As the cars began to move east and west, the nation suddenly had a speedy, reliable, and inexpensive mechanized technology to move people and cargo anywhere in the country within access, by horse or cart, of the new stations along the rail route. The railroad “shrank the nation” and made it possible for Horace Greeley and other newspaper philosophers of that era to reasonably suggest to claustrophobic Easterners that they “Go West” to make their fortunes. Before the railroad, that meant taking nine months or more in a mule-drawn cart to reach the Pacific. In the decades after the linkinh of the Atlantic and Pacific coasts by rail, distant and sparsely settled “territories” were admitted to the Union as new states, greatly adding to America’s size and prestige.
Bailey’s narrative is graceful and informative. It would be hard to overstate the significance of the trans-continental railroad as a feat of technology and astute economic development, surpassing, surely, the digging of the Erie Canal in the 1820s and the creation of that spider’s skein of rails crisscrossing the East Coast states while the American West was still considered “wild” and as unexplored as Central Africa.
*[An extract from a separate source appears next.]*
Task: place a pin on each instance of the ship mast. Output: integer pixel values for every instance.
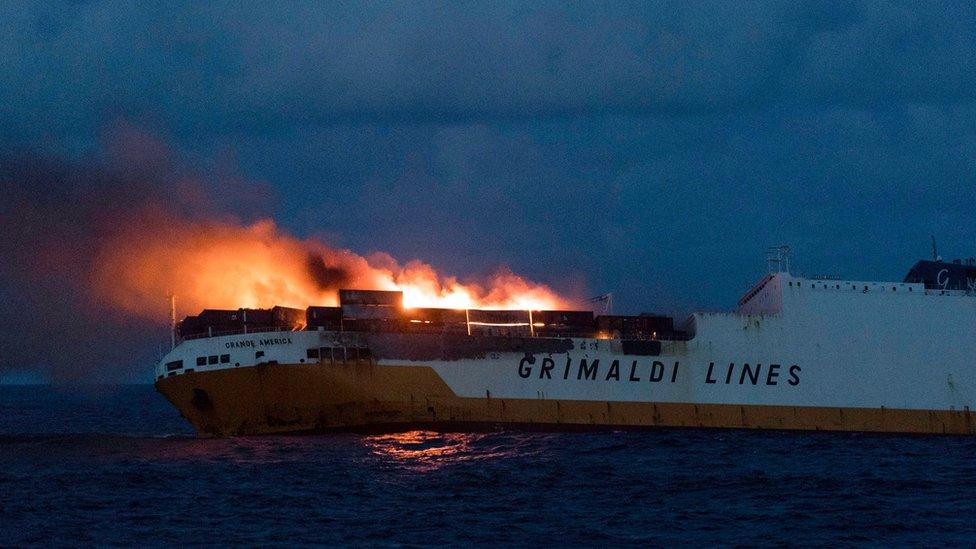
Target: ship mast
(172, 321)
It was a magnificent highway for commerce and travel that led directly to the settlement and incorporation of California, Nevada, Oregon, Colorado, Utah, and Wyoming as states in the ever-expanding American republic.
Bailey’s history is also concise, a mere 140 pages in the lovely Pittsburgh Press edition recreated in electronic format by Google. What I most savored about Bailey’s writing was the sense of excitement that he conveys about this incredible re-invention of America, akin to the excitement I myself felt as a teenager watching the moon missions unfold on CBS television.
This book should be read and reread not as an onerous task, reacquainting ourselves with an important chapter in American history, but simply because it is gripping and fun. It’s a story that deserves to be fresh in our consciousness of our country and the people who settled it.